This insightful post was originally written by Glenn Paulley and posted to sybase.com in June of 2008.
Recently, it was discussed whether or not distributed data management (versus centralized data management) is a necessary condition for growth. Perhaps, but “growth” makes the issue too complicated – I think that perhaps a more relevant question is
Is it necessary for an organization’s data to be truly distributed to drive gains in productivity?
In my experience, productivity improvements are often-quoted but rarely materialize, which is why I am often skeptical about productivity claims (and I think most managers are too). The quoted gains rarely if ever live up to expectations, and I think there’s a really good reason why.
The issue is latency. If you think about it, every business process deals with queues. We send email, thus queuing the work, and await the response. We context-switch from task to task, each time queuing another piece of work. We play telephone tag trying to ask a colleague a question. Queuing applies to equally well to both business and to software development. Fred Brooks’ experiences at IBM developing OS/360 led him to write The Mythical Man-Month, which describes how more people on a project lowers the productivity of each (there are more queues to manage).

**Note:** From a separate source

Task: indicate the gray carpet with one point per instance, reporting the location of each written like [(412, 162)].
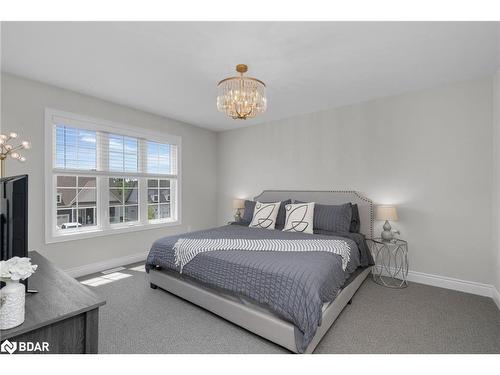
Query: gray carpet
[(418, 319)]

Queuing is also why remote management – think off-shoring – rarely offers the anticipated cost savings, because productivity is so poor: the latency of each item in the queue increases. If we can remove latency, productivity improves. That’s the most important reason why Ivan’s use of the IvanAnywhere robot has been so successful. Today, however, off-shoring, or geographically-dispersed plants, is de rigeur of virtually any major corporation, but it is exceedingly difficult to do it well. Both Google and Microsoft are examples of companies that have fought the urge to expand their core development to other geographical centers, and I think with good reason.

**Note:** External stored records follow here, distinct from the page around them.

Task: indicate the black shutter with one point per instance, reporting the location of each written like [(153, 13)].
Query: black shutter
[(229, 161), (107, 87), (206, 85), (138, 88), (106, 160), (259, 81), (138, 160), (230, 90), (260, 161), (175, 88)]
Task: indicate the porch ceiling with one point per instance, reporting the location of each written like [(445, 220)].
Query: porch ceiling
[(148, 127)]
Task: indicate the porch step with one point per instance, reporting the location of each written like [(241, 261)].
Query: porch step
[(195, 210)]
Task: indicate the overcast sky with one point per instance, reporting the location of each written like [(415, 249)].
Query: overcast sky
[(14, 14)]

However, if operational autonomy enters the picture, then things are very different: autonomy coupled with the elimination or reduction in process latency offer significant advantages, to the point where they offer what’s occasionally known as a paradigm shift. So I think it’s not really whether or not data management is distributed that improves productivity, but rather that distributed data management is the enabler for reducing latency through the availability of data at any point in the process.
Which, of course, is the whole story behind SQL Anywhere.